In New Orleans, Parmentier's relationship with Adele was not unusual; several of his friends and patients kept families of color. For the first time the doctor did not have to resort to unworthy strategies to visit his wife-none of that sneaking around at dawn, taking a criminal's precautions not to be seen. He had dinner nearly every night with her, slept in her bed, and the next morning tranquilly returned to his consulting office at ten in the morning, deaf to any commentary he might arouse. He had acknowledged his children, who now bore his surname; the two boys were studying in France and the girl was with the Ursulines. Adele worked on her sewing and, as she always had, saved as much as she could. Two women helped her with Violette Boisier's corsets, armor reinforced with whalebone, which gave curves to the flattest woman and could not be seen, so dresses seemed to float over a naked body. The whites wondered how a style inspired by ancient Greece could look better on Africans than on them. Tete came and went between houses with patterns, measurements, cloth, corsets, and finished dresses, which Violette was then responsible for selling among her clients.

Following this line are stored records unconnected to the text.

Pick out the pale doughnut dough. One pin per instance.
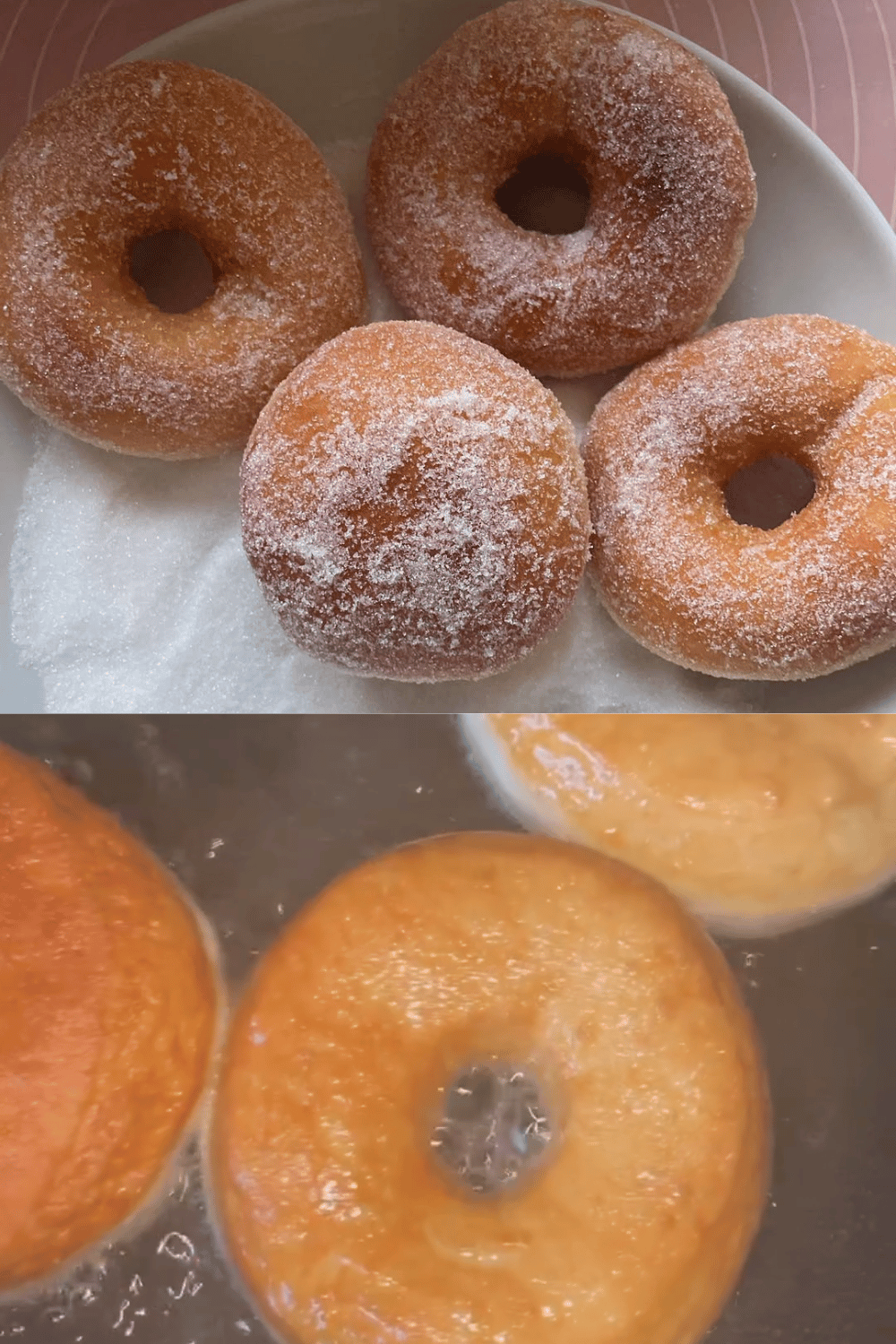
(465, 951)
(758, 822)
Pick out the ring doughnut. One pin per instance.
(493, 1088)
(649, 129)
(108, 1011)
(142, 150)
(758, 822)
(414, 505)
(675, 570)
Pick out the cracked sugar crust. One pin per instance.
(673, 569)
(414, 505)
(132, 151)
(672, 187)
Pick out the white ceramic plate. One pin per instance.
(818, 245)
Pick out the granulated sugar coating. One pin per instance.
(132, 593)
(812, 596)
(672, 191)
(414, 505)
(129, 152)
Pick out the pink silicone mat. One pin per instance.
(831, 61)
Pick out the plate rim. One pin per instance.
(237, 13)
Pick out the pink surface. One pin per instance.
(833, 62)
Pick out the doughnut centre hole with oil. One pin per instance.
(546, 194)
(769, 491)
(495, 1129)
(174, 271)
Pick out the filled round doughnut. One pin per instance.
(108, 1012)
(673, 569)
(134, 155)
(414, 505)
(493, 1088)
(546, 86)
(759, 822)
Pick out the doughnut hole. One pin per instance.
(547, 193)
(174, 271)
(769, 491)
(495, 1129)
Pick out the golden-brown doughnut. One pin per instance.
(414, 505)
(466, 980)
(672, 191)
(108, 1010)
(759, 822)
(675, 570)
(136, 151)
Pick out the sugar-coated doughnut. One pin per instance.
(672, 191)
(758, 822)
(145, 148)
(676, 572)
(108, 1010)
(490, 1088)
(414, 505)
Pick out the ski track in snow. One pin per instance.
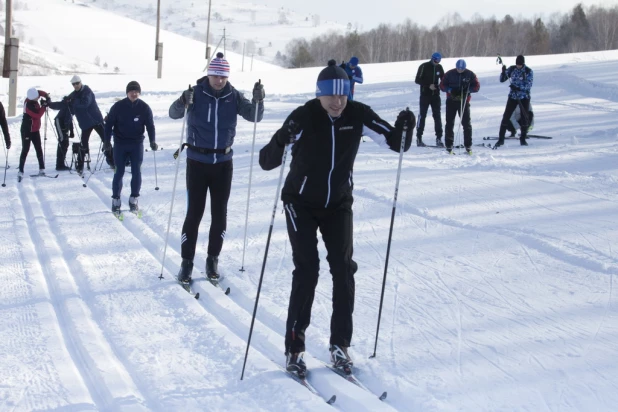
(265, 341)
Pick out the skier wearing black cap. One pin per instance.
(317, 194)
(521, 77)
(428, 76)
(127, 120)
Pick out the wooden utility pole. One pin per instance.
(208, 36)
(158, 45)
(11, 58)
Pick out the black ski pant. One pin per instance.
(336, 226)
(454, 108)
(35, 139)
(133, 150)
(424, 102)
(63, 143)
(201, 179)
(511, 105)
(85, 149)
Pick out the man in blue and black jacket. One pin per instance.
(84, 106)
(127, 120)
(213, 106)
(428, 76)
(63, 122)
(325, 134)
(521, 77)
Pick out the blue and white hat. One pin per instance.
(332, 81)
(219, 66)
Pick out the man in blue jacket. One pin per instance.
(64, 130)
(84, 106)
(213, 106)
(127, 120)
(355, 74)
(521, 77)
(459, 83)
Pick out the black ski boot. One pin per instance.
(186, 267)
(116, 205)
(340, 359)
(211, 267)
(133, 207)
(295, 364)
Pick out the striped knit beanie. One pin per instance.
(219, 66)
(332, 80)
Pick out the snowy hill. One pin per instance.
(264, 30)
(499, 293)
(77, 36)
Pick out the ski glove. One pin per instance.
(287, 134)
(406, 116)
(187, 97)
(258, 92)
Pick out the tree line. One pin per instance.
(582, 29)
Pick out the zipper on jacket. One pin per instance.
(332, 160)
(216, 128)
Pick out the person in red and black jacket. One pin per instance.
(30, 126)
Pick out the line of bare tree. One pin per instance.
(582, 29)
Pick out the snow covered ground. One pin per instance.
(499, 294)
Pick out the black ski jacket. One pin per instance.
(428, 74)
(324, 151)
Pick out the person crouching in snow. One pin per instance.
(326, 133)
(127, 120)
(30, 129)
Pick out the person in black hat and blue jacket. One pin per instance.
(459, 83)
(521, 77)
(355, 74)
(428, 76)
(127, 120)
(325, 135)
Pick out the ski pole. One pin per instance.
(154, 156)
(390, 232)
(96, 164)
(270, 231)
(45, 135)
(169, 220)
(244, 248)
(6, 166)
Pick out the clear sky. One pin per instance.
(369, 14)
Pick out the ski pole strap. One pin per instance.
(202, 150)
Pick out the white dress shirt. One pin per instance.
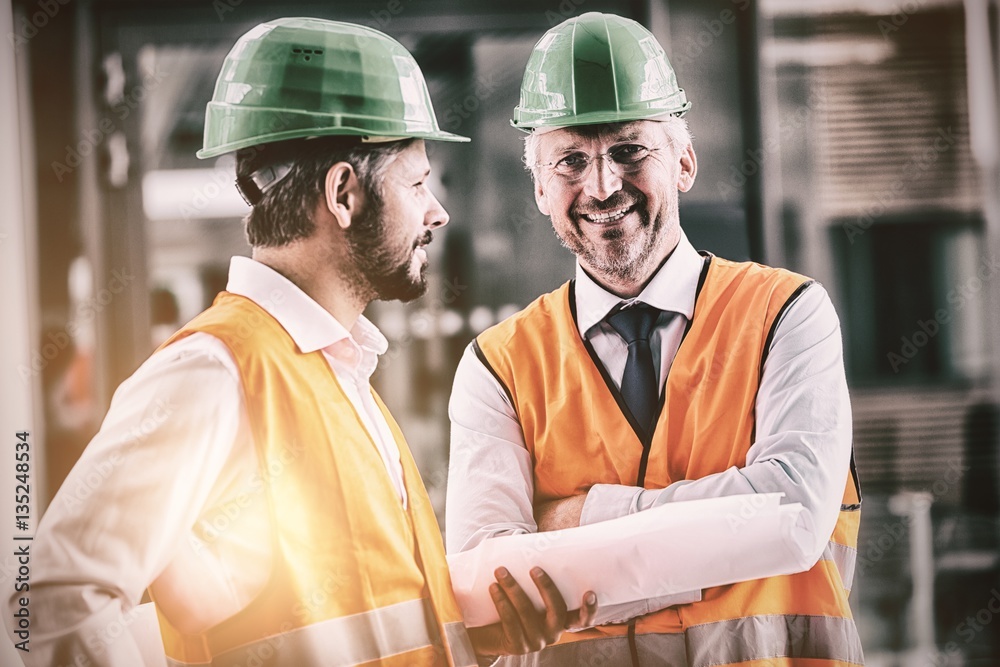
(803, 422)
(170, 490)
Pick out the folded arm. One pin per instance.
(803, 425)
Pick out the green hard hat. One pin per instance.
(597, 68)
(305, 77)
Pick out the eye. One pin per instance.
(628, 153)
(572, 161)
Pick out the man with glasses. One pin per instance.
(658, 374)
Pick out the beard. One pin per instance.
(620, 256)
(379, 271)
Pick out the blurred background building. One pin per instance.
(856, 141)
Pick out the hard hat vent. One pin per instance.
(306, 54)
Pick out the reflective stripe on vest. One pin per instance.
(723, 643)
(845, 558)
(350, 640)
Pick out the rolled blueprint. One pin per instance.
(673, 548)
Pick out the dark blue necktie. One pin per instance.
(640, 385)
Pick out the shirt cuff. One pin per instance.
(609, 501)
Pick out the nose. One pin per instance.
(601, 180)
(436, 215)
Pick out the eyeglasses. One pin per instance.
(623, 159)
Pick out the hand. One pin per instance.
(559, 514)
(523, 629)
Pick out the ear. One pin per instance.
(343, 193)
(689, 169)
(541, 201)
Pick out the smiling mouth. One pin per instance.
(607, 217)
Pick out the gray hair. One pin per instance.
(675, 129)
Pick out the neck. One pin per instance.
(317, 277)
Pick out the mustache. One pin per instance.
(616, 201)
(423, 239)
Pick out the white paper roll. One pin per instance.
(674, 548)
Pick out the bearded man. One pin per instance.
(247, 474)
(658, 374)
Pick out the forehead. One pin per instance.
(568, 138)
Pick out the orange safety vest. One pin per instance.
(356, 577)
(579, 434)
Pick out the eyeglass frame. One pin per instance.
(616, 167)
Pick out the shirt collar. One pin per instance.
(310, 325)
(673, 288)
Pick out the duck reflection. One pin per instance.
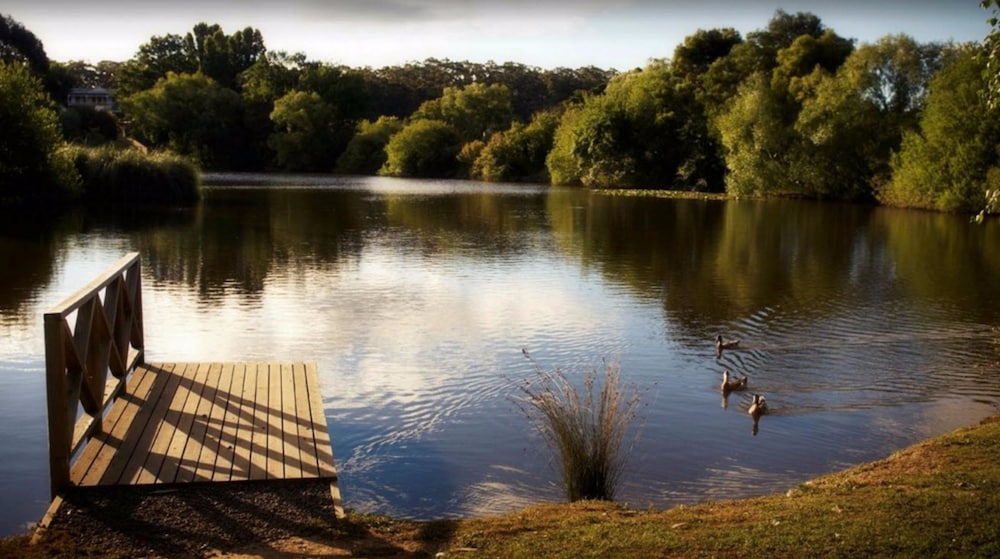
(758, 407)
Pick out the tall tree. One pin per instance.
(475, 111)
(19, 44)
(192, 115)
(153, 61)
(423, 148)
(953, 160)
(31, 168)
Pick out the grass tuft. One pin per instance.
(586, 429)
(131, 177)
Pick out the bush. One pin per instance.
(365, 153)
(587, 430)
(425, 148)
(131, 177)
(88, 127)
(31, 169)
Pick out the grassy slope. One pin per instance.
(940, 498)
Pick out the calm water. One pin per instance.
(867, 329)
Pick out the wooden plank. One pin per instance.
(258, 445)
(126, 465)
(197, 452)
(186, 402)
(180, 423)
(303, 422)
(321, 436)
(289, 423)
(71, 303)
(272, 414)
(216, 396)
(166, 417)
(90, 466)
(230, 427)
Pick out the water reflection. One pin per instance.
(865, 328)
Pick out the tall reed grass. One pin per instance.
(112, 175)
(588, 429)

One evening Parmentier sat talking with Tete and Adele on the patio of the bougainvillea, at that time of year pale bare sticks without flowers or leaves.
"Toussaint Louverture died seven months ago. Another of Napoleon's crimes. They killed him with hunger, cold, and loneliness in the prison, but he will not be forgotten; the general made his way into history," said the doctor.
They were drinking sherry after a meal of catfish and vegetables, since among her many virtues Adele was a fine cook. The patio was the most agreeable place in the house, even on cool nights like that one. A faint light shone from a brazier that Adele had lit to make charcoal for ironing and for keeping the small circle of friends warm.